In my city we have Queen Street which is full of shops and no bars, so it's packed in the day and near empty in the night, and St Mary's Street which is full of bars and clubs and fast food so it's the other way around.

I wasn't allowed in a club because apparently I was under age, and they took my I.D off me saying it was someone else's but it was mine, and said I had to ring in the morning and they would mail it to me, so I walked off pissed off and all my mates were in the club.

I made the dumb mistake of walking down Queen Street alone, it was literally empty, and as I was walking some kid came up to me and said "got any money mate?" I said "nope none mate sorry " and he came right up in my face and said "give me your ****ing money " i said "please buddy I ain't got anything" and pulled like a bit of small change and a £20 (aorund $40) note was visibile so he said "give me that now or ur getting it" and his shoulder moved as if he was gonna swing for me so I elbowed him in the chin and dropped him and he was bleeding and his friend looked so shocked lmao you could tell they do it all the time and no one does anything. Anyway there was five including the one on the floor so the four were chasing me and I turned and swung wildly with the worst punch I've ever thrown but it dropped another one and after running a bit more I had to sort of dodge a bin and another one was right behind me and would have caught me so I turned and dump tackled him but the fourth dude and the fifth one I originally elbowed caught up to me and caught me on the lip and the back of the head, took the £20 and sprant like little bitches. Luckily some dudes on bmxes saw everything and hit a few of them aswell but didn't manage to get my money back and another dude who saw everything paid for my taxi home.

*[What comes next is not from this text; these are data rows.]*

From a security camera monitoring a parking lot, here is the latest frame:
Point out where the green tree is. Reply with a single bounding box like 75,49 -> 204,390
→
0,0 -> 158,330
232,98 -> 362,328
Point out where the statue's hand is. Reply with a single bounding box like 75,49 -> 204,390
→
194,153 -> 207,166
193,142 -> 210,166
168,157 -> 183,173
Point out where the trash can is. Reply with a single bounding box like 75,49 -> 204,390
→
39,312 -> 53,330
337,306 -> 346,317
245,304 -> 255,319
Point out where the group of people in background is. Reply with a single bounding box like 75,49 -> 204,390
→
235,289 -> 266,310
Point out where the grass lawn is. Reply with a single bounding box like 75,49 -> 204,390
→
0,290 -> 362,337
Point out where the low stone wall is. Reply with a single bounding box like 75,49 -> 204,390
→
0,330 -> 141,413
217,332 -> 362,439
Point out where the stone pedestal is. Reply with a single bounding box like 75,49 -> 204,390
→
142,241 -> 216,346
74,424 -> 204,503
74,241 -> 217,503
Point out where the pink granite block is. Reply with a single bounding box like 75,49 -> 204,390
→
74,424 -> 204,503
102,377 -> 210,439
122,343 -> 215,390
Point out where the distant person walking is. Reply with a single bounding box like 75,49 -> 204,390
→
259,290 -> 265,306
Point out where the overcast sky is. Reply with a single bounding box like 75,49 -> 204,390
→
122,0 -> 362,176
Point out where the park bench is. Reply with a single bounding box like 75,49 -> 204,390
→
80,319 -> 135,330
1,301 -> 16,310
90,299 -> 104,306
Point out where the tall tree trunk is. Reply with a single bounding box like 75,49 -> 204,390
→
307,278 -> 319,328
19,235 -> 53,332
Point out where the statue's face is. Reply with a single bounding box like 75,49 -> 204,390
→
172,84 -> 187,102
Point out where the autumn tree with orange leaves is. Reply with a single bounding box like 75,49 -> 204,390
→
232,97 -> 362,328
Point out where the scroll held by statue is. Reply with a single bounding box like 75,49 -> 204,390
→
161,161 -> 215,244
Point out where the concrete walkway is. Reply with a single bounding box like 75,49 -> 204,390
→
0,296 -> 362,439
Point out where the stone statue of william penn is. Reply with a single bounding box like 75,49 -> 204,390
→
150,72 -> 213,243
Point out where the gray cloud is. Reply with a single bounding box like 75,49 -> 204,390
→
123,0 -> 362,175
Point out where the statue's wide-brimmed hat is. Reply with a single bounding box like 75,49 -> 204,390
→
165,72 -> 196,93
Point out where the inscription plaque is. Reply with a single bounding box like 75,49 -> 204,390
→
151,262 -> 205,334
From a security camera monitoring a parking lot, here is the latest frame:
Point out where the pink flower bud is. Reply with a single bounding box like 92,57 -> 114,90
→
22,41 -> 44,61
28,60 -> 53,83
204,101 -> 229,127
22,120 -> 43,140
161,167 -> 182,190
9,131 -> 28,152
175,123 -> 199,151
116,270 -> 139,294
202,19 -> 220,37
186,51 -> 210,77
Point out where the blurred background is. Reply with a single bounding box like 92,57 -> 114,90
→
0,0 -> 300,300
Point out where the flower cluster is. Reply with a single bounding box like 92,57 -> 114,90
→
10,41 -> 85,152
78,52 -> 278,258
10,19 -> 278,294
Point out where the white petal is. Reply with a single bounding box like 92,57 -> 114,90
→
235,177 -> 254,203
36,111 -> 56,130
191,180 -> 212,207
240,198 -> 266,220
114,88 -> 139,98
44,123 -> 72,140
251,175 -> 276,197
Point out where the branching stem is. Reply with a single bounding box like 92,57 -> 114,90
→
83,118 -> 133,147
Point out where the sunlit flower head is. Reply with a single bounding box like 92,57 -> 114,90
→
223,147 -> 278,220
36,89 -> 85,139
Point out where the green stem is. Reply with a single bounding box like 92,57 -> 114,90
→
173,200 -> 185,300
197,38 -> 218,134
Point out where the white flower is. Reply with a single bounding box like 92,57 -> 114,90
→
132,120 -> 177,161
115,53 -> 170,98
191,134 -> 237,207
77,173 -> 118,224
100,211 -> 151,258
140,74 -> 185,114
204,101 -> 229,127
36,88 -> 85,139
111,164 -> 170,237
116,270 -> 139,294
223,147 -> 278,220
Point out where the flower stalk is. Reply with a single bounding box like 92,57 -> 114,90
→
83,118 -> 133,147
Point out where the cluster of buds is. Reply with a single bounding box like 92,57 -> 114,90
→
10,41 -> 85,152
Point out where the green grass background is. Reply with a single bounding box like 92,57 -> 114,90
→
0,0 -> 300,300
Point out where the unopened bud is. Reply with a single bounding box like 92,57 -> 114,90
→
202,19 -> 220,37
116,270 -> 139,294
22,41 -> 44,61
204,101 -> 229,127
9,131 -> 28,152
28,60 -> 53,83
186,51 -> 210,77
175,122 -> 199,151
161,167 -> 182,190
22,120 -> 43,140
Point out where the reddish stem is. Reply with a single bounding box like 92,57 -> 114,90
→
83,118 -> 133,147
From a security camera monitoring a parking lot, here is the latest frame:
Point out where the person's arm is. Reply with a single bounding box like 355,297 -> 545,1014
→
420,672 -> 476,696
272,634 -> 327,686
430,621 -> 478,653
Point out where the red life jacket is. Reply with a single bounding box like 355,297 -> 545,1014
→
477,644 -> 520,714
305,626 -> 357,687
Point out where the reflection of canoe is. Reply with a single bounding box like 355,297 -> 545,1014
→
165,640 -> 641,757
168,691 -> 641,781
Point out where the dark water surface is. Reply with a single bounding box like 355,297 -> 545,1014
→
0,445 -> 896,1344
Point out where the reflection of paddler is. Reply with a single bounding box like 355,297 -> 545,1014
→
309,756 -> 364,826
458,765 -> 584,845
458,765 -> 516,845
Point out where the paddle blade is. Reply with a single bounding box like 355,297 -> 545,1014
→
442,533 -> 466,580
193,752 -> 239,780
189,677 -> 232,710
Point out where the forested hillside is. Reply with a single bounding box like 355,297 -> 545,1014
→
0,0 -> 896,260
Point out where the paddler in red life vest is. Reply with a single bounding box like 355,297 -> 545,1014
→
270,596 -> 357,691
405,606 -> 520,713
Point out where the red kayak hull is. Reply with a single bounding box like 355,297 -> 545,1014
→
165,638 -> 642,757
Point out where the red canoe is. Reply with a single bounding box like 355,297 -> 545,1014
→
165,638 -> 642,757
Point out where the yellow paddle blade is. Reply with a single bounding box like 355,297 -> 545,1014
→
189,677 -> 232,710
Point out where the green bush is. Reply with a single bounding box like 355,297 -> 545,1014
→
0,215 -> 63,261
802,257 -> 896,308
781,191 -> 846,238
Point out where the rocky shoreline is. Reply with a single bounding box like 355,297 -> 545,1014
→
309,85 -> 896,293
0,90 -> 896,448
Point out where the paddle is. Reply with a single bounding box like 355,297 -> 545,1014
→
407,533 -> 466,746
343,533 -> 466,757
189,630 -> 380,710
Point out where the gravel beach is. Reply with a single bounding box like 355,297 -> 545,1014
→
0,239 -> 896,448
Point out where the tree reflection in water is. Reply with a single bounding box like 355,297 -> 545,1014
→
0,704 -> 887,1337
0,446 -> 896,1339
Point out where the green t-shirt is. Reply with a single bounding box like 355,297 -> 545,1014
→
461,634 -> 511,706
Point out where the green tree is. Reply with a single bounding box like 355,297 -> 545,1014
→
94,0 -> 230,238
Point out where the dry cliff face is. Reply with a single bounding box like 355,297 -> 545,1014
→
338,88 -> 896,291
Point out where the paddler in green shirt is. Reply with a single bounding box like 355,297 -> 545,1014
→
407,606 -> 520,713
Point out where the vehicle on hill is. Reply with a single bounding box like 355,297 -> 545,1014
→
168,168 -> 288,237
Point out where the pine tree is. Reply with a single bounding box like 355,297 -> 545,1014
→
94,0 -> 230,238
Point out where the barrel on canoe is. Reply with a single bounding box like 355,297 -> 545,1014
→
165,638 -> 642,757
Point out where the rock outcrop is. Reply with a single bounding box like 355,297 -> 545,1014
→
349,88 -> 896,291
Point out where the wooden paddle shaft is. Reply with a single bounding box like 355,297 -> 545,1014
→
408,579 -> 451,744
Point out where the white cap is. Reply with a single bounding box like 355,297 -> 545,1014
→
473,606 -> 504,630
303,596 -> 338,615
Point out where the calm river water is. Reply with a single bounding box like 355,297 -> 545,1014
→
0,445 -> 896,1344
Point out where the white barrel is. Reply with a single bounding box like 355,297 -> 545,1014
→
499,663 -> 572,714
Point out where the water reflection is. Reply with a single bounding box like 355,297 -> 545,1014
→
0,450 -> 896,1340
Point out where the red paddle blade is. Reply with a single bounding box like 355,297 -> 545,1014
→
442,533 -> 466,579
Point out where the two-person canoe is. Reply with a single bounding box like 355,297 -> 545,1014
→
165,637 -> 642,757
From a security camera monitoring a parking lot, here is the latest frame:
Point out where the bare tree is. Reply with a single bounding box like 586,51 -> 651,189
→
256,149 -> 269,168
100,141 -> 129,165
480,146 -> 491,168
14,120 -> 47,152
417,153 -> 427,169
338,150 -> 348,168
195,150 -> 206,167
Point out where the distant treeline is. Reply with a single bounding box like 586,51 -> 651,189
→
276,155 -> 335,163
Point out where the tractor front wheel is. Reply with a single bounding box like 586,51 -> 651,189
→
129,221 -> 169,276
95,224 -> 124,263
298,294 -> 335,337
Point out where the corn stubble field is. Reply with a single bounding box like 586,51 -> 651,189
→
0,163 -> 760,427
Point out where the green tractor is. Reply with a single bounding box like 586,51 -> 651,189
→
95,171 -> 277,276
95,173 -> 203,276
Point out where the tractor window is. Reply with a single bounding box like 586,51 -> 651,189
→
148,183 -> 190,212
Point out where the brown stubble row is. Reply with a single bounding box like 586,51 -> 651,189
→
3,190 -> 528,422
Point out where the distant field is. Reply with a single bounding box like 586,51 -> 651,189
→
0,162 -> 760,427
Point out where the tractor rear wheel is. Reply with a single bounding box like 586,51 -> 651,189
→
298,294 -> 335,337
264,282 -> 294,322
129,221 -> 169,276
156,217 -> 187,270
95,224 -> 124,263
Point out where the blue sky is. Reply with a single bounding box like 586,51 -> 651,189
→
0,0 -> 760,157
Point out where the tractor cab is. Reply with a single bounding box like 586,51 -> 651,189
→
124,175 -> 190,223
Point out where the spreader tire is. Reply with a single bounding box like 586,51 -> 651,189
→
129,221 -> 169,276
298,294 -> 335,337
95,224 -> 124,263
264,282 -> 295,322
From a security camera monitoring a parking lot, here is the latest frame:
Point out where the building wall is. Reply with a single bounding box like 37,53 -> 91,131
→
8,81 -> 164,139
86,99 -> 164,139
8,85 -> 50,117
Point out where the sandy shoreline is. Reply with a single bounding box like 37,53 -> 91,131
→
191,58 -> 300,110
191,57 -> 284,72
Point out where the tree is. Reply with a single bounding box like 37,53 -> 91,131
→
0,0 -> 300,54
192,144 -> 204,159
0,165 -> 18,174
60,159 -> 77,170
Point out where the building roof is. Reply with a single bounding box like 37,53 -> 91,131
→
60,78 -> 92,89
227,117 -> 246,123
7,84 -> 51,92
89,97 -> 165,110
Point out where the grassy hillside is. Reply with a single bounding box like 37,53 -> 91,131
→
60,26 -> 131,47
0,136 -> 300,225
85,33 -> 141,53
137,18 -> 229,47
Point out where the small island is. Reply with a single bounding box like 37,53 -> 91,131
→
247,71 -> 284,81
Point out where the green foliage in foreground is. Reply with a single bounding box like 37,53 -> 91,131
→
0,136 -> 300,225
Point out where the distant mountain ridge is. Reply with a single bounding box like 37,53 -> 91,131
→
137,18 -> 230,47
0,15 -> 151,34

I dunno why I'm telling you this in so much detail, but I've been doing martial arts for about 18 months and this was my first real self defense situation so I just wanted to know did I do the right thing? Or should I have just run ? I'm pretty proud I dropped three out of five but they still got my money so maybe that doesn't really mean anything =\


----------



## terryl965 (Jun 8, 2008)

Should have gave them your twenty and walked away without the beating, In the end the result was the same.


----------



## Drac (Jun 8, 2008)

terryl965 said:


> Should have gave them your twenty and walked away without the beating, In the end the result was the same.


 
I must agree.


----------



## newmartialartist (Jun 8, 2008)

Giving them your money probably would have been the best idea.  What art do you train in by the way?


----------



## KenpoTex (Jun 8, 2008)

It's easy to play "shoulda/coulda/woulda" when we have the benefit of looking at a situation in hindsight.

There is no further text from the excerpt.